It's hard to know if this could turn into a request for a feature or if it isn't just a way to launch a little discussion, but there is a simple fact that has been holding true thus far: Playmaker's FSMs only work in Run mode and in general it seems like Playmaker wants to live in its own bubble, rather jealous of its contents.
In Unity, the script components (but in fact almost any kind of component) offer the developers an ability to tweak values in the Inspector tab. Through scripts one can add menus, boxes to tick, fields to enter different types of values or to reference other GameObjects or assets.
In comparison, the FSMs that show up in the Inspector don't make access to FSMvars very easy, they are hidden away, cramped and organized in categories that sometimes may feel a bit arbitrary such as "in" and "out", making the Graph View super-mandatory for tweaking anything, instead of having FSM-components that would be explicitly constructed to show up in the Inspector.
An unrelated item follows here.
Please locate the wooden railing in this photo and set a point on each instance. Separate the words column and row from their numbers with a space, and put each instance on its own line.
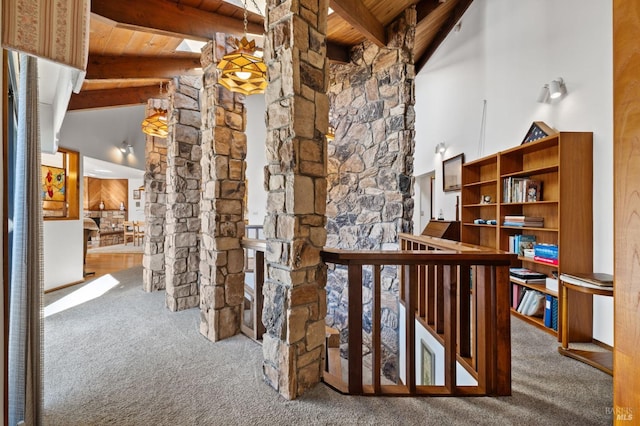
column 254, row 279
column 459, row 293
Eventually if Playmaker could allow FSMs to be controlled in a straightforward way through the displayed corresponding component on any GameObject, acting as a practical shortcut, this could open up the way I suppose to making tools with Playmaker for the Editor interface, and perhaps going as far as making scriptable objects in Playmaker.
For example I was looking at
scriptable brushes for Tilemaps. Why couldn't this be handled with a FSM? Say you need to bring a simple change to a brush function, something you could even toggle on and off to use either the default function or the modified one.
You look at the example given and while the script is a bit verbose it's not much complicated in its fundamental structure.
Does Playmaker really have to only exist within the Run mode or could it be extended to handle anything pertaining to the Editor environment, even if I know it's called Playmaker and not Editormaker?